Excès de liquide amniotique (plus de 2 litres à terme). On distingue schématiquement deux situations cliniques :
– Au deuxième trimestre : hydramnios aigu ;
– Au troisième trimestre : hydramnios chronique.

4.8.1 Hydramnios aigu (rare mais grave)

Diagnostic

– Accroissement rapide du volume utérin
– Abdomen douloureux, tension abdominale, dyspnée
– Utérus dur et distendu, foetus impalpable

Il s’agit le plus souvent d’une malformation foetale, parfois d’une grossesse gémellaire compliquée.

Conduite à tenir

S’abstenir de toute intervention, laisser se dérouler l’avortement ou l’accouchement.

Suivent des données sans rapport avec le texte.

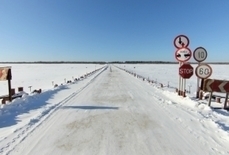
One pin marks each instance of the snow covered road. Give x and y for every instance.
(118, 114)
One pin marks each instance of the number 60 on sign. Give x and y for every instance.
(203, 71)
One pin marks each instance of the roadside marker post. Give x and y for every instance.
(182, 54)
(200, 54)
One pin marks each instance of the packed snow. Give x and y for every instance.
(109, 112)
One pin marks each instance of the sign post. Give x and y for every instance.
(199, 54)
(5, 75)
(182, 54)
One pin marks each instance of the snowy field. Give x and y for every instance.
(44, 76)
(109, 112)
(168, 74)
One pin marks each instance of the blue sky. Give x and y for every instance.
(111, 30)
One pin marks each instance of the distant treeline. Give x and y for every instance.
(103, 62)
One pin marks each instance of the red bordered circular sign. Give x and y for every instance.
(181, 41)
(183, 54)
(203, 71)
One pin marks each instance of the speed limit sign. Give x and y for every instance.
(203, 71)
(200, 54)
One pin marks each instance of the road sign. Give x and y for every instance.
(181, 41)
(4, 71)
(203, 71)
(200, 54)
(183, 54)
(213, 85)
(186, 71)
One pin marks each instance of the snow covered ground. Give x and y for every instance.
(110, 112)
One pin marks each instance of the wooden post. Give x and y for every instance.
(225, 102)
(209, 99)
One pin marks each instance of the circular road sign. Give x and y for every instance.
(200, 54)
(203, 71)
(186, 71)
(181, 41)
(183, 54)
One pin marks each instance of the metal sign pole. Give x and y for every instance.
(198, 85)
(179, 84)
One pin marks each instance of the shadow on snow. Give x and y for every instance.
(90, 107)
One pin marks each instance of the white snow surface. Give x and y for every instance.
(110, 112)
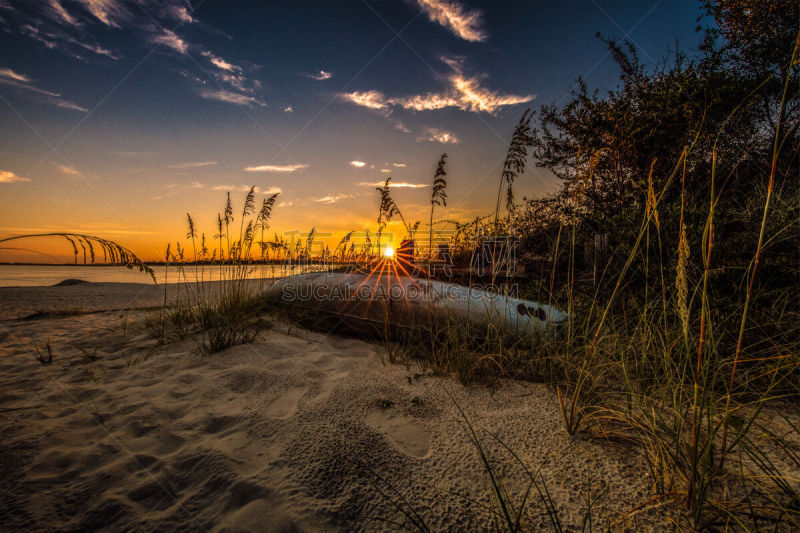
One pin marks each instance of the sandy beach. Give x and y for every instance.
(298, 431)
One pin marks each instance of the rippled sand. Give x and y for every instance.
(291, 433)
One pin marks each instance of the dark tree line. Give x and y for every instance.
(722, 105)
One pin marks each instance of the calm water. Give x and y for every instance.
(42, 275)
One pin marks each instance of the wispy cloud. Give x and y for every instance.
(170, 39)
(453, 16)
(219, 62)
(230, 97)
(440, 136)
(25, 85)
(9, 74)
(181, 13)
(61, 13)
(369, 99)
(6, 176)
(394, 184)
(465, 93)
(109, 12)
(321, 75)
(276, 168)
(333, 199)
(244, 188)
(69, 171)
(193, 164)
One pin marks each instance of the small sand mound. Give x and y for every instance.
(70, 281)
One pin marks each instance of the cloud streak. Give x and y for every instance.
(193, 164)
(465, 24)
(322, 75)
(464, 93)
(333, 199)
(394, 184)
(439, 136)
(6, 176)
(69, 171)
(276, 168)
(25, 85)
(230, 97)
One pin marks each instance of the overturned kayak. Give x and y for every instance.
(406, 301)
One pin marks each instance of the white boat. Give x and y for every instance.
(381, 298)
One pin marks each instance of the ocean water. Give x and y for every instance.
(46, 275)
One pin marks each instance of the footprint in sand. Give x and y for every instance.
(285, 405)
(404, 434)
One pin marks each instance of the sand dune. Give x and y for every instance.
(289, 433)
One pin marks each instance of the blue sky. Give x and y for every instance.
(118, 116)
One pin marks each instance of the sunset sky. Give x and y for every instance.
(117, 117)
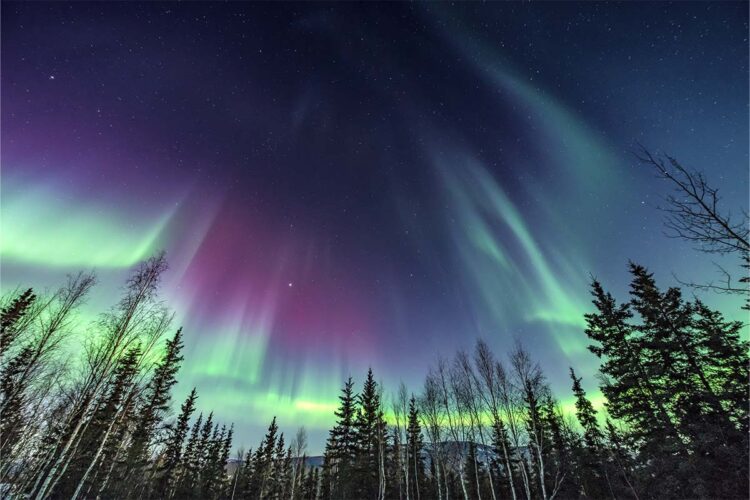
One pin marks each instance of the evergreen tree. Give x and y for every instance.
(370, 439)
(261, 481)
(11, 317)
(157, 398)
(414, 456)
(341, 448)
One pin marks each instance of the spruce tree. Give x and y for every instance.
(341, 448)
(414, 456)
(157, 398)
(11, 316)
(370, 436)
(172, 455)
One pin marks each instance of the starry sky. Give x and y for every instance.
(340, 186)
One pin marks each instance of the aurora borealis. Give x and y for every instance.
(339, 186)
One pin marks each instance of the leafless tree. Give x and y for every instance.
(489, 390)
(433, 420)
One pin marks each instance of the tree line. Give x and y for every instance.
(96, 422)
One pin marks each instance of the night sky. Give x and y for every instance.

4.8.2 Hydramnios chronique

Diagnostic

– Accroissement du volume utérin, plus modéré, évoluant par poussée
– Foetus impalpable
– Tête fuyante au toucher vaginal, signe du flot
– Bruits du coeur foetal assourdis

Conduite à tenir

– Surveiller.
– Rechercher et traiter un éventuel diabète.
– Examiner le nouveau-né à la recherche d’une malformation foetale.
– Risque d’hypoglycémie néonatale (Chapitre 10, Section 10.3.4).

Remarques :
Que l’hydramnios soit aigu ou chronique :
– Ne pas ponctionner ou évacuer le liquide amniotique au cours de la grossesse : risque d’infection.
– L’utilisation d’oxytocine est dangereuse pendant le travail et doit être prudente car l’utérus sur-distendu risque de se rompre.
– Risque de procidence du cordon lors de la rupture des membranes : envisager une césarienne en urgence en fonction de l’âge gestationnel et de la présence ou non de malformations foetales. En cas d’hydramnios aigu du deuxième trimestre, s’efforcer de réaliser l’accouchement par voie basse.
– Risque d’hémorragie de la délivrance (voie veineuse systématique).